Подеста молчал, чувствуя, как спирает дыхание и движется под ногами пол.
— Ты… родила моему сыну ребёнка? Но… он никогда…
Диана торопливо кивнула.
— Я знала, что Рикардо скрывал… Но мы не нуждаемся — в третий раз повторила она, — просто отец перед смерью говорил, чтобы я сказала вам о внуке.
— Где ребёнок? — д'Альвелла смерил вдову напряжённым взглядом. Он не то, чтобы не доверял словам пришедшей, просто мысли в нем странно остановились, он вдруг перестал думать.
— Я привела его.
Подеста стремительно поднялся. «Приведи». Диана исчезла за дверью и минуту спустя появилась с черноволосым и черноглазым мальчуганом. Малышу было около трёх лет, и Тристано обмер. Если он не поверил рассказу, то теперь не мог не поверить глазам. Испанская кровь проступала, контуры лица ребёнка повторяли контуры лица сына, смуглая кожа отливала старым мёдом, на Тристано смотрели глаза Рикардо. Он на негнущихся ногах сделал несколько шагов к ребёнку.

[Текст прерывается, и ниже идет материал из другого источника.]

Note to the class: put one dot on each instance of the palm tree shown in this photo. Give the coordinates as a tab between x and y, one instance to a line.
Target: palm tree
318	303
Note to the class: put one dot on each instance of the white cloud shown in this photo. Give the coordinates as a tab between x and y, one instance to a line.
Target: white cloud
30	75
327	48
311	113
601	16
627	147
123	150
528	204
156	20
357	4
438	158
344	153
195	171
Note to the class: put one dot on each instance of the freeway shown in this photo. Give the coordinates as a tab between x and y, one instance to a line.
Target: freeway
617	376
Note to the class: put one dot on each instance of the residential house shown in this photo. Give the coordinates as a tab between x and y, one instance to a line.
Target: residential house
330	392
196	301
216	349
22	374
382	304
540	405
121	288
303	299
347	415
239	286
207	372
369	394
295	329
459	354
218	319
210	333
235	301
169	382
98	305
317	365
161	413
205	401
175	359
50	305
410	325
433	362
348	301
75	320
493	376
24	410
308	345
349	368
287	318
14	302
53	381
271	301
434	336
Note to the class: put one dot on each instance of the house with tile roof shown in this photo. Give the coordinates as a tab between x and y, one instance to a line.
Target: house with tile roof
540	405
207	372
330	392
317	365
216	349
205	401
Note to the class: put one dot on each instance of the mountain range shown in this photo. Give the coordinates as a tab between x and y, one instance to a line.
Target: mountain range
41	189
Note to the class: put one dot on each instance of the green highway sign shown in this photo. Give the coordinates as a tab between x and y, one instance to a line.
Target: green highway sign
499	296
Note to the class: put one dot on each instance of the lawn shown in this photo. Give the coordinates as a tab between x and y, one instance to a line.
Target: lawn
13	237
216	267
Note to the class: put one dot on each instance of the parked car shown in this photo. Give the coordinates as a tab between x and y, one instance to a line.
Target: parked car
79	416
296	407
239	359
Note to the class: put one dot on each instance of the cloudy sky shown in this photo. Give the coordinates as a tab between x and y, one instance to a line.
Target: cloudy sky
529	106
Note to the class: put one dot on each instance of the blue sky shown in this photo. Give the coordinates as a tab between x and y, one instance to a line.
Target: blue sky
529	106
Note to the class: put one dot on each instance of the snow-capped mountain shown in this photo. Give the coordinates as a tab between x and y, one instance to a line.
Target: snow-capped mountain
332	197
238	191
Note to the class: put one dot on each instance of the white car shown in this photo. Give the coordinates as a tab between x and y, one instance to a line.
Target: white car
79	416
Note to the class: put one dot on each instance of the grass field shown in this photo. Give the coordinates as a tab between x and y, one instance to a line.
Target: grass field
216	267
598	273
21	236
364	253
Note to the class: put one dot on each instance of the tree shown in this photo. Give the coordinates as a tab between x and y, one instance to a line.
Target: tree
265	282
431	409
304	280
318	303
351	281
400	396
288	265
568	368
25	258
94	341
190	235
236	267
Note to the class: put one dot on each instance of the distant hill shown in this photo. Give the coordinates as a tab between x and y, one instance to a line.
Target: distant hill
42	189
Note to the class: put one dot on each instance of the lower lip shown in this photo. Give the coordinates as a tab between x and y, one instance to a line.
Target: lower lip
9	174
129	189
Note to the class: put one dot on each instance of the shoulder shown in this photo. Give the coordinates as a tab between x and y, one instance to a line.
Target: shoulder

— Как его зовут? — язык его почти не двигался, цепляясь за пересохшее нёбо.
— Рикардо назвал его Тристано.
Подеста подтянул к себе малыша и сжал судорожным объятием.
В которой Аурелиано Портофино уже не зовёт Ладзарино Альмереджи прохвостом, а граф Альдобрандо Даноли завершает свой земной путь.
Чума, вернувшись от герцога, застал у Камиллы Лелио. Ему показалось, что они слегка повздорили, но Портофино, откланявшись, на прощание улыбнулся сестрице тепло и дружески. Дело же было в том, что по приходе Аурелиано неожиданно спросил у Камиллы, каковы планы на будущее у синьорины Гаэтаны? Та ответила, что Гаэтана хочет покинуть двор и вернуться в палаццо Фаттинанти.
— Но что ей там делать одной? Почему бы ей не выйти замуж?
Камилла вздохнула и проронила, что Гаэтане не нравится никто при дворе.
— Разве?
Донна Грандони смерила брата недоуменным взглядом.
— Что «разве»?
— Разве она ни в кого не влюблена? Разве ни один придворный красавец не пленил её сердце?
Камилла улыбнулась.
— Полно, братец… Ты говоришь, как сводник… «Ах, синьорина, вами пленился богатый красивый синьор!»
— А ты говоришь ложь.
Камилла смерила брата взглядом. К чему он ведёт?
— Не всякая ложь — ложь, Аурелиано. Правда о чужих тайнах — сплетня.
— Значит, тайна есть? И кто же это? Я полагаю, мессир Альмереджи?
Теперь Камилла растерялась. Откуда он знает? Она не боялась, что брат разболтает об этом или повредит репутации Гаэтаны, просто недоумевала, откуда он осведомлён об этом? Она торопливо вступилась за Гаэтану, не дожидаясь, пока братец назовёт её глупой курицей или влюблённой дурочкой.
— Она прекрасно знает, кто этот господин. И ей действительно нужно уехать.